Somehow, the nurse was able to finagle me into calming down and coming over to the wellness center for an appointment. I don’t remember how I got there. But I remember very vividly sitting in the doctor’s office and crying and mumbling about Sanjay Gupta and how he got the Swine Flu and almost died and had to go to the hospital and so I just don’t want to go back to the hospital so if you just give me Tamiflu I can go back to my apartment and hide under the covers, okay? OKAY?
The nurse held my hand, and what she said next shook me.
“I can tell you right now, you don’t have the Swine Flu,” she said, and her eyes were very sad and very kind. “By any chance, do you have problems with anxiety?”
I was floored. How could she possibly know that? I mean, sure, I was a little nervous, but who suffering from a deadly strain from the Swine Flu wouldn’t be nervous? If you asked me, I was handling this pretty goddamn well, considering I was at death’s door. I walked all the way to the Wellness Center and I was still alive, despite the Swine Flu decimating my healthy blood cells, slowly shutting down my organs.
“A little bit, I guess,” I told her. Was this bitch going to call an ambulance or what? “Why do you ask?”
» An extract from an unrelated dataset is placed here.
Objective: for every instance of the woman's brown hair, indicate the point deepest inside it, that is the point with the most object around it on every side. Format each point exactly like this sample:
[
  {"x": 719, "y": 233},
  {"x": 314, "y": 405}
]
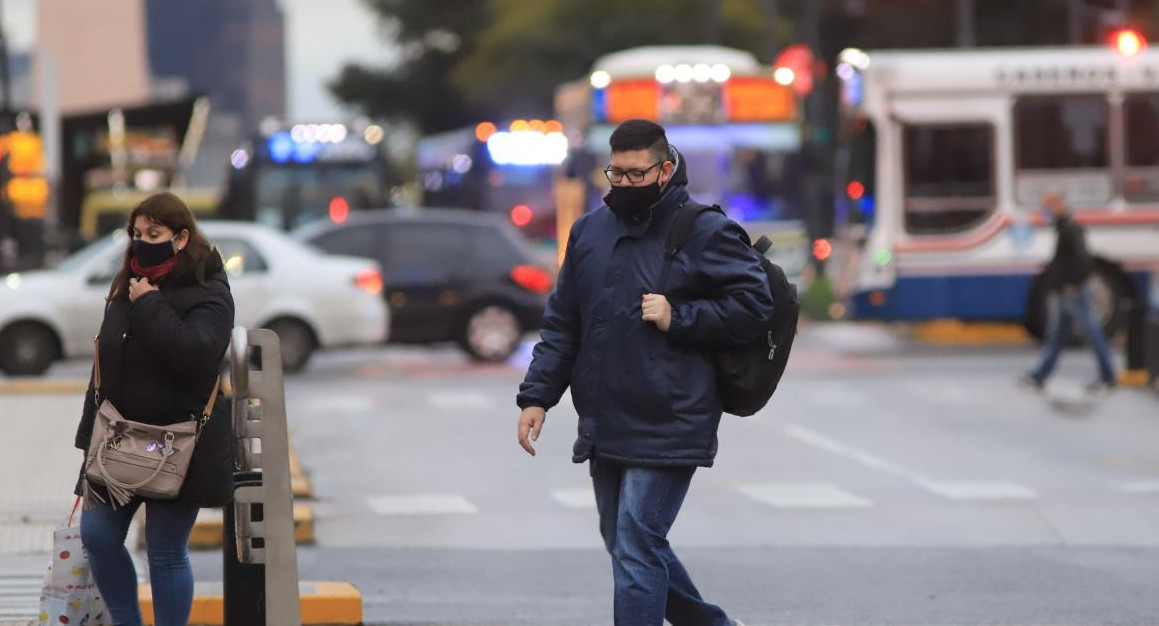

“I think all of this is anxiety-related,” she said, and dug out a small white bag filled with losenges and tylenol. Seeing that bag, it hit me. I didn’t have the swine flu. That wasn’t something you’d give someone with the Swine Flu. That was something you’d give a hypochondriac who was convinced she had the swine flu, to assuage her panic. I deflated like a balloon. My face burned with shame.
“I’m going to pop in next door to see if your counselor is available,” she said. I hardly heard her. She disappeared out the door and I burst into tears.